L’existence pourrait être imaginée tel un déplacement de pièces et pions sur les cases d’un échiquier social. En fait, sur plusieurs échiquiers, chacun représentant l’un des aspects importants de la vie en société. Professions, amours en premier, puis politique, loisirs, hobbys, activités associatives, amitiés etc. L’existence serait en quelque sorte un jeu consistant à se déplacer, guidé par une trame dont les cases se dessinent peu à peu, des cases qu’on essaie d’occuper et que parfois, on quitte pour une autre partie. Cette philosophie de l’existence colle de près à la réalité. Le jeu existentiel a ses règles, conventions sociales, culturelles et lois de la République pour l’essentiel. On joue, on perd ou on gagne mais tous ceux qui ont perdu ou gagné ont joué. Le hasard est souvent de mise. En paraphrasant Aristote et sa citation d’Agathon sur l’art, on dira que l’existence aime le hasard et que le hasard aime l’existence. La raison permet également de s’orienter en connaissance de case, une fois le jeu clairement élucidé, tandis qu’un étrange mystère semble nous amener vers une destination dont on ne sait si elle nous a été assignée par le destin (comme chez les stoïciens) la prédestination (comme chez les chrétiens réformés) ou alors la providence. Dans ce dernier cas, rien n’est joué d’avance mais après avoir joué plusieurs parties, un jeu privilégié semble nous être proposé.
Alors que destin et providence suppose qu’un décret ou contrat initial a été conclu entre Dieu et l’intéressé, sans que celui n’aie rien signé.

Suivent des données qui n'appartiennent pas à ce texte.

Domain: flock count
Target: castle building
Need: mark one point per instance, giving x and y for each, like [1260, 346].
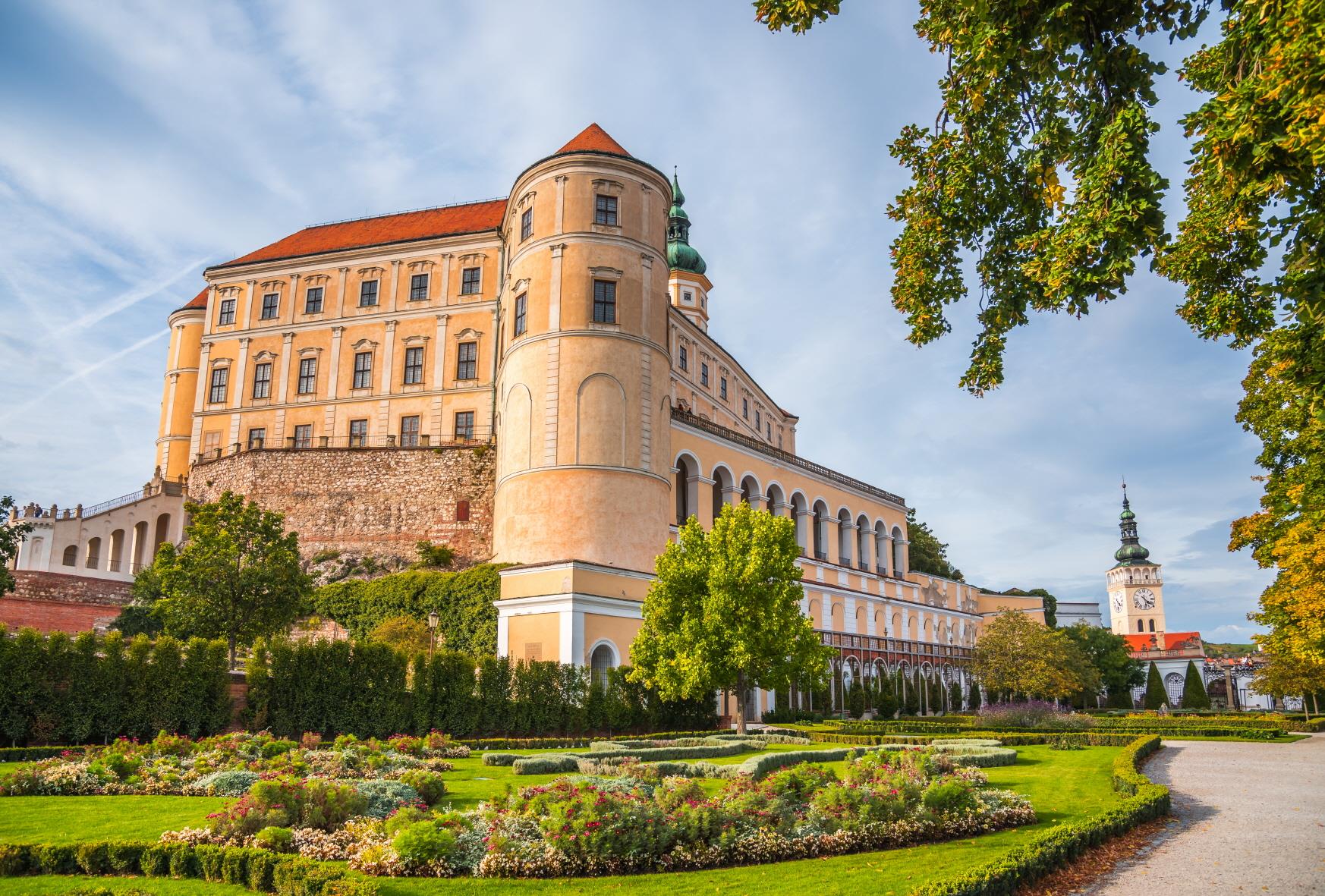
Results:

Cette idée est étrangère à la Modernité, surtout aux Lumières axées sur la liberté du sujet, la pleine maîtrise de l’homme sur son existence, disposant de la raison et la volonté. L’éventualité de la providence, pour autant qu’on y croie, semble mieux accordée avec la liberté des Modernes. Pour les stoïciens, la liberté repose sur la capacité de l’esprit humain à pouvoir saisir où le destin l’attire et à s’y conformer dans ses actions. Cette aptitude est d’ailleurs une qualité divine que Dieu a donnée aux hommes, la seule du reste. Dans un contexte théologique tout autre, certains dont Descartes, pratiquaient des exercices spirituels pour acquérir ce don de Dieu permettant de trouver sa voie. Puis cette disposition s’est perdue alors que la Modernité allait sanctifier une liberté conçue comme libre arbitre allié à la Raison. Et peu savent ce qu’il en est de la providence. Sans doute, l’échiquier social est-il devenu hyper-complexe, avec des cases et chemins en augmentation incessante. Comment s’y retrouver dans ce dédale ?

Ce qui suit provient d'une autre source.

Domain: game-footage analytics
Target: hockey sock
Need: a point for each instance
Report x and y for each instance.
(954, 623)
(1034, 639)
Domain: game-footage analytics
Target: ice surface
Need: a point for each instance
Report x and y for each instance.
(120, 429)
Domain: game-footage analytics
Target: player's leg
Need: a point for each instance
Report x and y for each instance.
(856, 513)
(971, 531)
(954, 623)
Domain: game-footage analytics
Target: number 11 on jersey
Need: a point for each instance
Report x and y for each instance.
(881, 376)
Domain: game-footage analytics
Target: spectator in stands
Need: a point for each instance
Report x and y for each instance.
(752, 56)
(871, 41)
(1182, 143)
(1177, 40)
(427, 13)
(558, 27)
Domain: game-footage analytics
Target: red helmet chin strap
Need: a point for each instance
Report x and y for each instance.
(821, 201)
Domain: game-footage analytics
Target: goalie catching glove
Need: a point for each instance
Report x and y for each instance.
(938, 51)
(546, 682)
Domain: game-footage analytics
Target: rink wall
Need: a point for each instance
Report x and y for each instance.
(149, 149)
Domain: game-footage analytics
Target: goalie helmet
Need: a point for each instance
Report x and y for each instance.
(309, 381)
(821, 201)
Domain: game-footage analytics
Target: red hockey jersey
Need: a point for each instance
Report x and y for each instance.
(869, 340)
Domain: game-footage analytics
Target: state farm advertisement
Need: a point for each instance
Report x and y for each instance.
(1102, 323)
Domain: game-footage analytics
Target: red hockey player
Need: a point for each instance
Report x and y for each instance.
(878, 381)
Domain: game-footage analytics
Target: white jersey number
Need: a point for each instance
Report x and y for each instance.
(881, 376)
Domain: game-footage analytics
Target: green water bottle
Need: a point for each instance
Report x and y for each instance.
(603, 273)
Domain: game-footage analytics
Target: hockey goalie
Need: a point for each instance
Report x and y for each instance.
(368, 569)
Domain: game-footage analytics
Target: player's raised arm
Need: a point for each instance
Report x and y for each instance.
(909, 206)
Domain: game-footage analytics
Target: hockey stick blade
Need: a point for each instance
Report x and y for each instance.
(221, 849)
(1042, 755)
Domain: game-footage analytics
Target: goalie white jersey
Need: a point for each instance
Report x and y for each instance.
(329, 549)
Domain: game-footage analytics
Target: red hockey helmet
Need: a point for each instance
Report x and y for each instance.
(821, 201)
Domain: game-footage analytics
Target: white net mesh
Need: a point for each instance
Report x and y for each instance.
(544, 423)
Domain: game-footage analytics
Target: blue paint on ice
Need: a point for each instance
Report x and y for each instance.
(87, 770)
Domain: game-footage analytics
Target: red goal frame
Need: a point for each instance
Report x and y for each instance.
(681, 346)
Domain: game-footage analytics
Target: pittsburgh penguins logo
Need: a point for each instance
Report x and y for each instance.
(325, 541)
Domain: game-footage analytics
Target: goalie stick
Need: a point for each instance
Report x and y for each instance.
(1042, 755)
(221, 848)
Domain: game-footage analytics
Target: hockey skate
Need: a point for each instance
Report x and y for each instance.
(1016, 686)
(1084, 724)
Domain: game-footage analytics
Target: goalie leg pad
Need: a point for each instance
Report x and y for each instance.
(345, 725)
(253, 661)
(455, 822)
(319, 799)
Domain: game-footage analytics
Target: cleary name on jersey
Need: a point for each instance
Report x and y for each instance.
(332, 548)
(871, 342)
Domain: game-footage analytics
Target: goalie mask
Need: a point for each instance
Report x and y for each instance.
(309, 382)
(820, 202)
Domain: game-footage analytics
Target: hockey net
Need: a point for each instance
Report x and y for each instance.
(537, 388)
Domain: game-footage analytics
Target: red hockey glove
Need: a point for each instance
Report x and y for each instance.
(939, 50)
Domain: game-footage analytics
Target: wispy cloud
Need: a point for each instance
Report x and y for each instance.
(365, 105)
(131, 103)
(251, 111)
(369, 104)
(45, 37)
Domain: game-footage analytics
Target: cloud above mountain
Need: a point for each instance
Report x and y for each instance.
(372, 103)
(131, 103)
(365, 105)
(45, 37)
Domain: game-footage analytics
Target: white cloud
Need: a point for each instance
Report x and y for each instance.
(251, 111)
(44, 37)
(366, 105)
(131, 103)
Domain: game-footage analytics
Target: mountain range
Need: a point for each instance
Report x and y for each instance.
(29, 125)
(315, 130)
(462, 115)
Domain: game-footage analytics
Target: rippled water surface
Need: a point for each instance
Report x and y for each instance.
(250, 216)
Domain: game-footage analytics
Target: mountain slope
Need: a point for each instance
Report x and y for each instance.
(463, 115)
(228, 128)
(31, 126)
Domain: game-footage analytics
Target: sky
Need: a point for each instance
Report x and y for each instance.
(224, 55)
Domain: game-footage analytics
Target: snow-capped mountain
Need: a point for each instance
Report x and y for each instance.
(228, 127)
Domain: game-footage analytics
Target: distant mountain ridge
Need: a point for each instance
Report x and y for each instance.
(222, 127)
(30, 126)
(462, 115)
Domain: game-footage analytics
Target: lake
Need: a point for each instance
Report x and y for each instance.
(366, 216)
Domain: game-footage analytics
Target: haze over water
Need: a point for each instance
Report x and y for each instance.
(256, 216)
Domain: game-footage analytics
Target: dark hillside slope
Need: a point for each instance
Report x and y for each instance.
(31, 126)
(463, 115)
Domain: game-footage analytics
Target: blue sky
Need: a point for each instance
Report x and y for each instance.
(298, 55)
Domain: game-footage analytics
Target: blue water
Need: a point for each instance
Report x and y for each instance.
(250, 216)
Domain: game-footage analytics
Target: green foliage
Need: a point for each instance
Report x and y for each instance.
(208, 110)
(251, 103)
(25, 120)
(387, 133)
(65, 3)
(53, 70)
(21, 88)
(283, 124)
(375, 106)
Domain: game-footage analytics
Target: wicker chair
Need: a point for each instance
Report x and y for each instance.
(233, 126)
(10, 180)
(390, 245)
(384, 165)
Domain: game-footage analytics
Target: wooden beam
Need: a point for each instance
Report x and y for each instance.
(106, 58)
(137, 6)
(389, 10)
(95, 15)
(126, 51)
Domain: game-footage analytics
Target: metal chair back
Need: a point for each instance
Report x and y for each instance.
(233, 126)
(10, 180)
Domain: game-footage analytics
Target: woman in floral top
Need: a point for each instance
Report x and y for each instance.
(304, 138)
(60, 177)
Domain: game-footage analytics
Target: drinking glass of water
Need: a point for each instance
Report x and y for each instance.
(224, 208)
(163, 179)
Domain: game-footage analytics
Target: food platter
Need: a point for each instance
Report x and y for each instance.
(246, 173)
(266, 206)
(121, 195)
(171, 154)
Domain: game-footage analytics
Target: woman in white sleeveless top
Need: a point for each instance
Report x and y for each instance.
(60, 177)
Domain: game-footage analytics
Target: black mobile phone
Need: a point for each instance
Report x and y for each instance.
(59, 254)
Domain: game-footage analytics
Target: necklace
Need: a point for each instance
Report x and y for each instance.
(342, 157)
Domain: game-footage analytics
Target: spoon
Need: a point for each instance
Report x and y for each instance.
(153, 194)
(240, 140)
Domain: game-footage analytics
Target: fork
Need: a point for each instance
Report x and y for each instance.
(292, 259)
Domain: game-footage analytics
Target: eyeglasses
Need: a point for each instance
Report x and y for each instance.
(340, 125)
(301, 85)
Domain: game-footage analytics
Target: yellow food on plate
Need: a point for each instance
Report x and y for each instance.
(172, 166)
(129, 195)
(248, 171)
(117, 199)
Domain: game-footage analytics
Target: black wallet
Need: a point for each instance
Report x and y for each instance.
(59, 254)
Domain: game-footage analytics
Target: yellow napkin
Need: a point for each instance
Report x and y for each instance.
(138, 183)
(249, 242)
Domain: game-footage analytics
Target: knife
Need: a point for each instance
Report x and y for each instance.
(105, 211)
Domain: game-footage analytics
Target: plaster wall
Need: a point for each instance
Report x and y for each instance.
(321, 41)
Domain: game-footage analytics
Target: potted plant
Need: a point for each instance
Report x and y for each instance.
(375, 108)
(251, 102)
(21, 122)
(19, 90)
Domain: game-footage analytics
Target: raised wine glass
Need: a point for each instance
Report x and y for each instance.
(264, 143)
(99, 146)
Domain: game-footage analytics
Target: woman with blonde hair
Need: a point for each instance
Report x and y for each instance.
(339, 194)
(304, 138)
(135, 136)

L’existence est un jeu sur un échiquier dont les cases sont crées au cours du jeu. Parfois, un désir de finir la partie, ou du moins de jouer la même partie, se fait sentir. D’où l’expression « se caser ». Autre expression, « ne plus savoir où on habite », autrement dit, s’égarer sur l’échiquier, échoué sur une case dont on ne connaît pas la couleur, ou surpris par les coups d’autres joueurs. Dans ce jeu de l’existence, les cases ne sont pas équivalentes. Les règles évoluent et comme toujours, nous avons des mauvais joueurs ainsi que des tricheurs.

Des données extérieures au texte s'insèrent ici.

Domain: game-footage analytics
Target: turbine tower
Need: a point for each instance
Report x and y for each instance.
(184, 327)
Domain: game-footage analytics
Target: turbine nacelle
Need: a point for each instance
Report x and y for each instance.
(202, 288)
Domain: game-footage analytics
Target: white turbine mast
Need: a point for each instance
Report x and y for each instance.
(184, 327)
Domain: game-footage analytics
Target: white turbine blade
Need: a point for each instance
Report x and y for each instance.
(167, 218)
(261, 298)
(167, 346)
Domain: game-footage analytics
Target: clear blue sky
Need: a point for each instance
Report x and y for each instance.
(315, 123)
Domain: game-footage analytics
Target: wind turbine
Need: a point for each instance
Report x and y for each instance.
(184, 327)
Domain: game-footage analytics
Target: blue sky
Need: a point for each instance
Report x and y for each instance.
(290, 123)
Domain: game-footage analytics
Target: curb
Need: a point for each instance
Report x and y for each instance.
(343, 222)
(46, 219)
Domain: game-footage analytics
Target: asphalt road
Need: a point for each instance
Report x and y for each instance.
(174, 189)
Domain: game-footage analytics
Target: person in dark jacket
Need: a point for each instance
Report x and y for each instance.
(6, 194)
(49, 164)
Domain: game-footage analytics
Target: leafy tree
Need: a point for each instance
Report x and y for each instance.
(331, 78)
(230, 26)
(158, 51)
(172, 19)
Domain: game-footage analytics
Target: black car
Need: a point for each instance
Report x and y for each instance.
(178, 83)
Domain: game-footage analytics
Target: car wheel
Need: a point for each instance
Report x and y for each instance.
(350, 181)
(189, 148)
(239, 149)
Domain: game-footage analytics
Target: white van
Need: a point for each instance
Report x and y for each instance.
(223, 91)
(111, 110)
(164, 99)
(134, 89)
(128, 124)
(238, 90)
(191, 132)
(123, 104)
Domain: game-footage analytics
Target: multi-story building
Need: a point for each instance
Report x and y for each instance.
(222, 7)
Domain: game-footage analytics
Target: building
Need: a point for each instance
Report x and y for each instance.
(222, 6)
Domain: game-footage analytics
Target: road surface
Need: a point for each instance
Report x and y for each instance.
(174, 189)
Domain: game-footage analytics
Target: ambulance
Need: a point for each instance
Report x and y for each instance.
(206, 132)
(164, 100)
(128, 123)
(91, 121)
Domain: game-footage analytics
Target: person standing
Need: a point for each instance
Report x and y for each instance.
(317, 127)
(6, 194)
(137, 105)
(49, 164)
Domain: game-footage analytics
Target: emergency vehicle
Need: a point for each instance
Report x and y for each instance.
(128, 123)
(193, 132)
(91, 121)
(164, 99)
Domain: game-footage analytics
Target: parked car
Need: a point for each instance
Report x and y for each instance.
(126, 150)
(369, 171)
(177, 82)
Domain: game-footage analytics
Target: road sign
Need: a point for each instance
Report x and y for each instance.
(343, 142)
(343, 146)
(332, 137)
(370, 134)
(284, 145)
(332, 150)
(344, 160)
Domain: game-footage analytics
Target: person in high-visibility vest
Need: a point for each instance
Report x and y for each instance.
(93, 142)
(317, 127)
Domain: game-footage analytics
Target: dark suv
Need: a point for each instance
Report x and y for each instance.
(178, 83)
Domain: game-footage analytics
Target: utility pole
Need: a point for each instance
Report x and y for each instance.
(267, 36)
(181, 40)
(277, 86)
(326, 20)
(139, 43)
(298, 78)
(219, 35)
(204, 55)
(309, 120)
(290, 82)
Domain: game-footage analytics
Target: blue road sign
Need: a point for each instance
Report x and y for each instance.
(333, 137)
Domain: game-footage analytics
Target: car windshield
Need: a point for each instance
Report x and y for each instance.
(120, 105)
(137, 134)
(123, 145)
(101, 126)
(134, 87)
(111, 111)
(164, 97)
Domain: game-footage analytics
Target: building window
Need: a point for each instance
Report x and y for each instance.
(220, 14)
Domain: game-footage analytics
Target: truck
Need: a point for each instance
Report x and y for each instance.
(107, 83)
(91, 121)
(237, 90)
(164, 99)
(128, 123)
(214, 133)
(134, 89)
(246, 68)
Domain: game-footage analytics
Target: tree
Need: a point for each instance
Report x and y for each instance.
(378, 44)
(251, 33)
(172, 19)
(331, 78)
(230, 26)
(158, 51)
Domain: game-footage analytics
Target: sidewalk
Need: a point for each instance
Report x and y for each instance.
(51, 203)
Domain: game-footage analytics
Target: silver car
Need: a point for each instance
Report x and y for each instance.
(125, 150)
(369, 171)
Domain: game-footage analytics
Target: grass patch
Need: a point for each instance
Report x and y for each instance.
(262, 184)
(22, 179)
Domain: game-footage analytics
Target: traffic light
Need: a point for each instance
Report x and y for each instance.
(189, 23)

Parfois, un joueur se demande s’il est sur la bonne case, ayant le sentiment de ne pas être à la bonne place. Tel un esprit stoïque, il jauge sa propre histoire, mais sans croire aucunement qu’elle a été écrite. Il se sait doué d’une disposition, d’une capacité, d’une constitution acquise avec le labeur, l’expérience, sanctionnée par des échecs et des réussites. Soupesant la pièce de jeu qu’il sait être la sienne, il ne se sent pas en adéquation avec la case soit qu’elle ne représente pas sa valeur, soit qu’elle ne soit pas en correspondance avec une ligne de dessein. Alors, tel un voyageur fracturé, disloqué de sa route, il sait qu’il doit avancer, de case en case, poursuivre inexorablement le jeu, ignorer les gagnants, les perdants et surtout ne pas se mettre en colère contre les tricheurs, espérant que jugement sera rendu sur leur uvre.
L’échiquier social se présente ainsi comme un jeu où on rejoint des cases mais aussi où on avance, on se déplace, on joue une pièce, on développe une histoire, dans un champ plus ou moins étendu. Ne pas oublier une chose importante. Ce terrain de jeu, ce sont les hommes qui l’on bâtit, grâce à leur intelligence technique et rationnelle, en mobilisant la nature. Et si l’existence ne se réduit pas un jeu d’argent, sans argent on peut difficilement accéder au jeu, ou du moins, on se contente d’un minimum existentiel, pendant anthropologique du minimum social accordé par la charité publique. Les règles du jeu économique encadrent la circulation de l’argent. Si le jeu satisfait les uns, il paraît inéquitable pour les autres. De toute façon, la parfaite équité est un leurre. On naît avec un patrimoine vital dans un milieu social déterminé. Ensuite, il faut avancer, de case en case. Ce qui n’empêche pas de réfléchir à améliorer l’échiquier, rendre le jeu plus ouvert, les coups plus réguliers, supprimer la triche, la combine, rendre justice aux uvres de chacun, offrir à tous la possibilité de jouer et créer.
Quand les règles de l’échiquier ont été dévoilées comme « truquées » et que les joueurs veulent un autre dispositif, l’Histoire s’accomplit, avec secousses sismiques ou bien lente transformation. Les cases et les pièces se transforment lentement ou alors tout le jeu est bouleversé, avec une nouvelle règle. Inutile de se voiler la face, l’Histoire parle.